The government was aware of this vacuum, and pondered how to fill it at the lowest possible cost. One solution was to be perhaps the most symbolic of all the symbols of sovereignty. In 1928, the RCMP commissioned a schooner for Arctic service. The St. Roch was launched in April of that year, and in 1929 began a series of annual patrols of Arctic waters, for most of that period under the command of Inspector Henry Larsen (1899–1964), a Norwegian seaman who immigrated to Canada in 1927 and joined the RCMP the next year.48 The St. Roch was able to visit remote Inuit camps and to operate in waters where there had never been a Canadian presence. Some years the ship wintered in the North, and in 1940–42 it traversed the Northwest Passage from west to east, the first ship to do so. In 1944, it achieved another first, when it made the passage from east to west in a single season, and yet another when in 1950 it sailed from Halifax to Vancouver in a single season, becoming the first vessel to circumnavigate North America.
Henry Larsen (1898–1964), the Norwegian-born RCMP officer who commanded the schooner St.Roch on Arctic patrols from 1928 to 1948. LAC, C70771
The achievements of the St.

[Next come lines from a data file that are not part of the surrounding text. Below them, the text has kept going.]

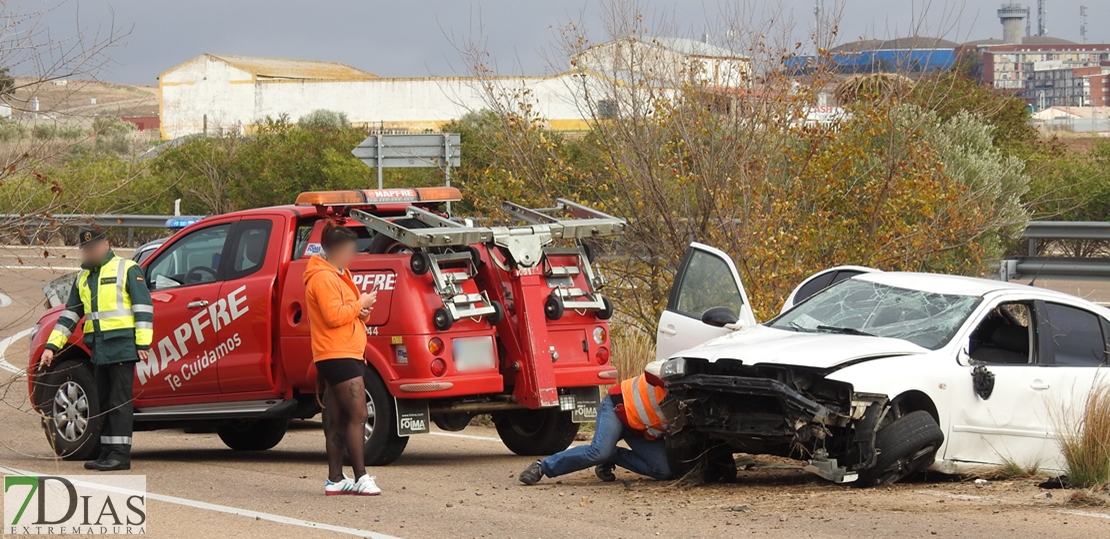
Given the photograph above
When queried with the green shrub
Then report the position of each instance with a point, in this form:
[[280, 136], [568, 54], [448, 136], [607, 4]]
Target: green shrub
[[324, 119]]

Roch were well publicized in Canada and throughout the world, serving as powerful symbols of Canada’s northern sovereignty. And symbols they were, for in 1940 there was still virtually no official Canadian presence north of the mainland except for the police. The Inuit were mostly left to their own devices, with no schools, no doctors (one might accompany a supply ship on its annual visit), no welfare or assistance of any kind, except perhaps handouts of food from a Hudson’s Bay Company post in times of starvation. Almost all the Inuit of what is now Nunavut still lived on the land as their ancestors had done. For those who gravitated to settlements such as Pond Inlet, tuberculosis was becoming a scourge. Yet a real government presence had to wait until after the war.